Le deuxième grand problème de la question égalitaire est qu’elle est devenue une négation des différences. Comme l’a remarqué Steven Pinker dans The Blank Slate, si les individus sont conçus comme exclusivement produits par leur environnement, en l’absence totale de détermination naturelle, alors l’égalité doit se traduire par une similitude des comportements. C’est ainsi que l’on considère qu’il n’y aura d’égalité effective que le jour où la distribution de tous les emplois sera identique entre les sexes, sans vouloir admettre par exemple que certaines professions peuvent attirer un sexe plutôt que l’autre. Paradoxe : le combat des minorités d’hier pour le droit à la différence s’est mué en un combat pour l’absence de différence.

La dérive de la notion originale d’égalité va plus loin : alors qu’elle se devrait se refuser à distinguer les personnes, toutes confondues dans une même dignité, l’égalitarisme milite en faveur de nouvelles formes de distinction. Ce courant progressiste qui tient désormais le haut du pavé prétend remédier aux discrimination en instituant de nouvelles discriminations. Il critique l’essentialisation dont se serait rendu coupable le système en essentialisant de plus belle. Il ne voit pas l’absurdité qu’il y a à corriger l’injustice au moyen d’une autre injustice, à vouloir réunir en séparant. C’est ainsi qu’on a vu une version du Monopoly proposer très sérieusement de réparer les inégalités de salaire entre les hommes et les femmes en distribuant plus d’argent aux secondes à chaque passage par la case départ. Derrière le prétexte d’égalisation, il s’agit plutôt d’instituer des formes d’expiation de fautes passées. Exactement comme les dénonciateurs du néo-colonialisme réclament un avantage imprescriptible pour rattraper les exactions de nos ancêtres.

Il faut défendre les inégalités. Elles sont, par le biais de la tension mimétique mise en évidence par René Girard, un levier fondamental des sociétés humaines. Si la face obscure du désir mimétique, ô combien connue en France, est l’envie, elle a aussi une face solaire : celle de l’émulation à progresser et à mieux faire. L’égalité est comparable à l’entropie en physique : l’énergie sociale découle des inégalités comme l’énergie vient des différences de température. Le moment vraiment « égalitaire » en physique est celui où toute l’énergie est dissipée. Un système trop redistributif brise les incitations en donnant de façon imméritée à certains tout en privant les autres du fruit de leurs efforts. Trop peu d’économiste s’intéressent à la réalité de ces mécanismes incitatifs, à la dynamique positive des inégalités qui nourrissent les efforts. Le désir de progression individuelle, dont la volonté d’enrichissement n’est qu’une forme particulière, est l’eau qui fait tourner la roue du monde. Égaliser la société, c’est faire passer chacun dans un monstrueux lit de Procuste qui étire ou réduit de force pour standardiser les existences. On y gagnerait la paix des cimetières. La vie est ailleurs, dans le mouvement, les différences, la responsabilité des choix. Toutes choses sans lesquelles il n’y a pas de liberté.

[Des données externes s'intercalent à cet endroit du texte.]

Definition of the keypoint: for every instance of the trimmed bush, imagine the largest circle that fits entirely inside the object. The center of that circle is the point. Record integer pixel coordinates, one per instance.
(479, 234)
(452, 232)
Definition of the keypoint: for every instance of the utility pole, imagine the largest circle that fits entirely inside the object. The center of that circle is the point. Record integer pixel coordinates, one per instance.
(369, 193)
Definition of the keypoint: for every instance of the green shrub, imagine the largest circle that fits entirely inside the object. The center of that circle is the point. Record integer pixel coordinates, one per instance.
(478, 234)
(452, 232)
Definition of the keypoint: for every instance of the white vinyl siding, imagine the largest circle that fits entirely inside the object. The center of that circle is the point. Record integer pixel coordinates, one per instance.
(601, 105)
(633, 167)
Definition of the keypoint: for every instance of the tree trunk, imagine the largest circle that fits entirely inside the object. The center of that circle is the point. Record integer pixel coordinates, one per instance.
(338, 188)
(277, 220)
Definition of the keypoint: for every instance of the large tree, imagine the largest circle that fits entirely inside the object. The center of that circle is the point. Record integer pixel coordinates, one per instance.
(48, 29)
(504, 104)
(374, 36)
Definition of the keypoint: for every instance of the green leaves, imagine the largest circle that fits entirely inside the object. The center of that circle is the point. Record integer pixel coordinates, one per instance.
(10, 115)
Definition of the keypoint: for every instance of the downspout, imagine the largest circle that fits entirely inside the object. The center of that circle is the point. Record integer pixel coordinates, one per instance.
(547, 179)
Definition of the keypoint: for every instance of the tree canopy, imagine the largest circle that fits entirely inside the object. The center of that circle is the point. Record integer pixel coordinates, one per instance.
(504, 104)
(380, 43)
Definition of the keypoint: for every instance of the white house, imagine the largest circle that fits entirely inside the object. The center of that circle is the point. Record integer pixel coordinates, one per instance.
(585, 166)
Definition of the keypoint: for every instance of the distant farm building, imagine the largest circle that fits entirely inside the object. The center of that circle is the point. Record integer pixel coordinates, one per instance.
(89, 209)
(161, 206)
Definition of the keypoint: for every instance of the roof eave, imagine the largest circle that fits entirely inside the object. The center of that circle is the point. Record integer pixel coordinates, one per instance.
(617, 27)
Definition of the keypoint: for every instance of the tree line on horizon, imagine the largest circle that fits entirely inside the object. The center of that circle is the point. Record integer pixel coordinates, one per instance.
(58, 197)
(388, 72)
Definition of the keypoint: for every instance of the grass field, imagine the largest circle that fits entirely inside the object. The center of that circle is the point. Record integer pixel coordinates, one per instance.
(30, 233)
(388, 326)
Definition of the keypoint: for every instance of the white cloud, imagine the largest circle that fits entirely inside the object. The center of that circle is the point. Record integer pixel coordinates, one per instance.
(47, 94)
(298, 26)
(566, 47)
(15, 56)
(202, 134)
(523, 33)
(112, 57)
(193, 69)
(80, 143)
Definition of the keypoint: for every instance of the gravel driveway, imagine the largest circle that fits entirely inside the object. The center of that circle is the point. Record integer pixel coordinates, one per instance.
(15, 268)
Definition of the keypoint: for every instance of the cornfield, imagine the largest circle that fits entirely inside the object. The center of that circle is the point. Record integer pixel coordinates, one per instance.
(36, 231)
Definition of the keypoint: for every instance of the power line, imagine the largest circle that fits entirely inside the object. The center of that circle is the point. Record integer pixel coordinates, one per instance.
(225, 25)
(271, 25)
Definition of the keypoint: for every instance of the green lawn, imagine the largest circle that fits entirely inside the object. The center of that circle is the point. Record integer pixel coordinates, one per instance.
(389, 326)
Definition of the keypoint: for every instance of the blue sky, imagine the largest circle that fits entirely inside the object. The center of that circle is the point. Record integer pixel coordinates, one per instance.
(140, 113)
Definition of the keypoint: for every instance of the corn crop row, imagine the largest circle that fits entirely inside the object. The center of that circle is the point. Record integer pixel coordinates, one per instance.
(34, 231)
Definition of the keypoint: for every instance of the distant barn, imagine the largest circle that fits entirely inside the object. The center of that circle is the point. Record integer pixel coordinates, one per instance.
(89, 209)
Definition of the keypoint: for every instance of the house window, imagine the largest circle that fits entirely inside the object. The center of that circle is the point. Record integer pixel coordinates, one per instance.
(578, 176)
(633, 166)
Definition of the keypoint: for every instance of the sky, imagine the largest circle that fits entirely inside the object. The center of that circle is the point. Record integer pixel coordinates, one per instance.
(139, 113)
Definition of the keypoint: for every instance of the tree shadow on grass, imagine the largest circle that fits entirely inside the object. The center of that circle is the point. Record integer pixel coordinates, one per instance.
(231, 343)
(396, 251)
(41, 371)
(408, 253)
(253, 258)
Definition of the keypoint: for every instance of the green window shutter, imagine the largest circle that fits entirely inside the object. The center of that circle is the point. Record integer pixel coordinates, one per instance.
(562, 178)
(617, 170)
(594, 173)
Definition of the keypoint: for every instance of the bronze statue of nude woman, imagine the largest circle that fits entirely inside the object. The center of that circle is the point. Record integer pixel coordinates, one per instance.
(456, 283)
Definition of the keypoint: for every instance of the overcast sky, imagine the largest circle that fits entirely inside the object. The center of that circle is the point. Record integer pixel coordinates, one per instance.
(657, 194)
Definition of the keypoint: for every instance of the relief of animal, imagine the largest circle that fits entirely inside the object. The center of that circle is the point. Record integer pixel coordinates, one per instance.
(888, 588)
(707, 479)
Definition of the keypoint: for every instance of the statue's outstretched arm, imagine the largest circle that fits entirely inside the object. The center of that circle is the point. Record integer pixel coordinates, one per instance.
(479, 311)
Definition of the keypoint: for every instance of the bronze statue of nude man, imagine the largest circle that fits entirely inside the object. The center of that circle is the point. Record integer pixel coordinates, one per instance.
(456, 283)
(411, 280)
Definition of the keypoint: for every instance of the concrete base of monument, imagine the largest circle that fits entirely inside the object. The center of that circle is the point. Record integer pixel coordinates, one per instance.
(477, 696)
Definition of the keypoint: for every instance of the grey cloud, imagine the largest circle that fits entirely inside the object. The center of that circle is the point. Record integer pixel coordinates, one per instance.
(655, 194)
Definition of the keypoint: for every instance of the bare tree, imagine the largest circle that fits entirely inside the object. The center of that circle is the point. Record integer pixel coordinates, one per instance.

A trop s’intéresser à l’égalité observée à un moment donné, nous oublions l’essentiel : ce sont moins les inégalités sociales qui sont préoccupantes que l’absence d’espoir de mobilité. Ce n’est pas l’écart qui importe, mais les trajectoires. L’inégalité, si elle est maîtrisée et surtout si elle laisse la possibilité d’évolution, est un puissant levier de dépassement de soi. Elle n’est rien d’autre au fond que l’expression de cette « quête du bonheur » reconnue comme un droit fondamental par la constitution américaine. Les inégalités sont la conséquence des efforts individuels, des chemins singuliers empruntés par des êtres poursuivant leurs propres objectifs.

Nous ne serions pas obsédés par le thème des inégalités si la dynamique sociale n’était pas bloquée. C’est elle qu’il faut relancer. Croire qu’il suffirait d’aplanir les différences, briser les élans et hausser de force les moins favorisés pour harmoniser le corps social est une erreur grave. Vouloir l’égalité parfaite, c’est nécessairement expliquer aux meilleurs, aux entreprenants, aux plus intelligents, aux courageux, qu’ils doivent faire le deuil de leurs rêves et de leur énergie. Si trop d’inégalités dégrade le bien-être des populations, ayons le courage de dire que trop d’égalité rend aussi profondément malheureux. Mieux vaut l’inégalité en mouvement qu’une égalité immobile.